一件事物趋向于玄奥,那就趋向于虚无,而虚无约等于不存在。
不存在就没意义,没意义就不需要思考。
“不是,你脑子裏一天天的在想什麽啊?我就不懂了,有吃有穿的,你整天有什麽好想的?天天带你出去玩,到底哪裏不满意?”
李拾遗一声不吭。
“不说话?”宋京川瞪他:“李拾遗,你冷暴力我?”
“你有什麽问题你能说吗?”宋京川说:“沟通,沟通懂吗?”
李拾遗忍无可忍:“我不说你就不懂吗?”
不会读空气吗??没眼色吗?不喜欢出去玩就看不出来吗??
宋京川蹙眉:“你不说我怎麽懂?你长嘴只会吃几把?”
李拾遗一巴掌扇了上去。
格外响亮的一声,四周陷入了死寂。
宋京川是含着金汤勺出生的大少爷,这麽多年下来没人敢动他一根手指头。
管家、阿姨一下都低下了头,不敢看了。
李拾遗:“……”这一巴掌他用了劲儿,扇完手指都在发抖。
但他回过神来,也不敢看宋京川的脸色。
过了不知多久。
他才听见宋京川说:“扇完了?爽了?”
李拾遗:“……”
宋京川啧了一声,掐着他的下颌让他扭头,阴沉沉说:“爽完能张嘴了吗。”
“我、我不想出去玩。”
李拾遗说,嗓音有点发抖:“你、你说话很脏,我也不喜欢……”
宋京川盯着李拾遗张合的唇瓣,久久不语。
就在李拾遗以为他在思考的时候。
片刻后,宋京川说:“宝贝儿,要不亲一个吧。”
“啪。”
宋京川又挨了一巴掌。
宋京川嘶了一声,舔舔唇,还想说什麽,一抬眼看见李拾遗哭了。
宋京川:“?”
宋京川离谱了:“被打的是我,你哭什麽?”
青年脸颊白皙,眼睛通红地瞪着他,眼泪跟断了线的珍珠一样一串串往下掉,身板子又瘦,看着格外让人心疼。

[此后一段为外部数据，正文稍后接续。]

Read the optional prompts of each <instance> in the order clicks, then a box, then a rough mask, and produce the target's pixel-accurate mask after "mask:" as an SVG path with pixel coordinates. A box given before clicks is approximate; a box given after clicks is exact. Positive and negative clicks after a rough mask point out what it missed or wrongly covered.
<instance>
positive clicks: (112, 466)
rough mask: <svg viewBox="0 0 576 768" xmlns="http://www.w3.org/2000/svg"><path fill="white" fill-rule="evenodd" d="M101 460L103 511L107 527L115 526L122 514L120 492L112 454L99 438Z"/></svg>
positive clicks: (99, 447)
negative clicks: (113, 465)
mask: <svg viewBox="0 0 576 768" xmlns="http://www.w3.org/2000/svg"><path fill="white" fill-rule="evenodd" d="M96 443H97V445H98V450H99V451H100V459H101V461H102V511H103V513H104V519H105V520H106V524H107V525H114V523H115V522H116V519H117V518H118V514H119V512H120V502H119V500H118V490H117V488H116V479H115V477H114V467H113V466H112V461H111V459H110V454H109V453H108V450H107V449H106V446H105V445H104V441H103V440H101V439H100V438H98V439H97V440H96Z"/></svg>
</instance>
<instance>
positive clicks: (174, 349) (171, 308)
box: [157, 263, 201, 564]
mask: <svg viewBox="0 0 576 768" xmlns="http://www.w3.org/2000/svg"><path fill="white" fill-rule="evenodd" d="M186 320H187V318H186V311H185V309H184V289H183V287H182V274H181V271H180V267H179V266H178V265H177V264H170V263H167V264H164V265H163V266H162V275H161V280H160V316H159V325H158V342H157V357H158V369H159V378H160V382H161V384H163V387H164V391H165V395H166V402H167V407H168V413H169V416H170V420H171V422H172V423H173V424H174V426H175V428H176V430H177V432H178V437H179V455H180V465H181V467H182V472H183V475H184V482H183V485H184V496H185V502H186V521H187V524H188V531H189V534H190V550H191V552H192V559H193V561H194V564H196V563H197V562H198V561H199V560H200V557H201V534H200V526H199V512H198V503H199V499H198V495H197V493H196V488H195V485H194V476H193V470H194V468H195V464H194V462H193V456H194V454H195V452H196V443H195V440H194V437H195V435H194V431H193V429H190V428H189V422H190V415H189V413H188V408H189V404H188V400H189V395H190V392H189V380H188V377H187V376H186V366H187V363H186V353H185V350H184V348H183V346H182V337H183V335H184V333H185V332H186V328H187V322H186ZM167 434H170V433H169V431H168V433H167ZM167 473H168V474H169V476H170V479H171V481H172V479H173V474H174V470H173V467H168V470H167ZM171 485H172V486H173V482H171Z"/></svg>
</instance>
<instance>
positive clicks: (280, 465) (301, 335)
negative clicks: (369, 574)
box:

这让宋京川的內心涌上了一种非常陌生的感受,非常……怪异。这种怪异令他感到了一种莫名躁动,甚至几近于一种危险。
这种感觉太奇怪了。本能地,他不想去深思。
他只是不想看李拾遗哭而已。
宋京川哎哟一声,“行了行了,別哭了行吗。”
“我从小就这样。没人说我。”
李拾遗红着眼说:“那你改不改。”
“……”宋京川:“我改,我改还不行吗?”
“我服了祖宗,你別哭了,上辈子林黛玉吗?这麽能哭!”
“別哭了、別哭了,我改,我改,明天咱就不出去玩了……”
李拾遗一边抽泣着一边小声说:“哪、哪都不去。”
宋京川顶着两个巴掌印“对,对,哪都不去!就跟李黛玉一起呆在家裏!”
……
之后,宋京川出去玩带他的次数就少了,但自己出去玩的次数也少了。
宋京川很多工作都是边玩边谈好的,他不太喜欢正正经经的开会,那都是下面的人做,家裏老头常常骂他不务正业,他也就在刚从邮轮回国那镇子老实了一会儿,这几天海外的合作正在推进,李拾遗不喜欢出去浪,他干脆就在家远程处理工作了。
李拾遗的视线聚焦在手心的药片上。
他假装不经营地看了一眼不远处的摄像头,随后起身,把药片包裹在丝绸手帕裏,一点一点的碾碎。
如果被宋京川发现……
想到宋京川的暴怒,还有地下室的鞭子糖果,李拾遗的心拧到了一起,几乎喘不过气来。
他喉结滚动,还是走到咖啡机前,把给宋京川做了一杯咖啡,深吸一口气,把药粉混进去,搅拌均匀。
他敲了敲书房的门。
宋京川正不耐烦地处理着工作,键盘敲得邦邦响,闻声懒洋洋说:“进来。”
见李拾遗端着咖啡过来了,宋京川扬眉:“今天太阳打西边出来了?还有李黛玉手磨咖啡喝?”
电脑提示音响了一下。
是小张发消息过来,说李拾遗母亲顺利办了转院,宋京川心情陡然很好。
李拾遗没搭理他,把咖啡放桌子上,生硬道:“喝。”
宋京川看了看时间,戏谑道:“下午四点半,这时候喝咖啡,宝贝儿,今晚不想睡了?”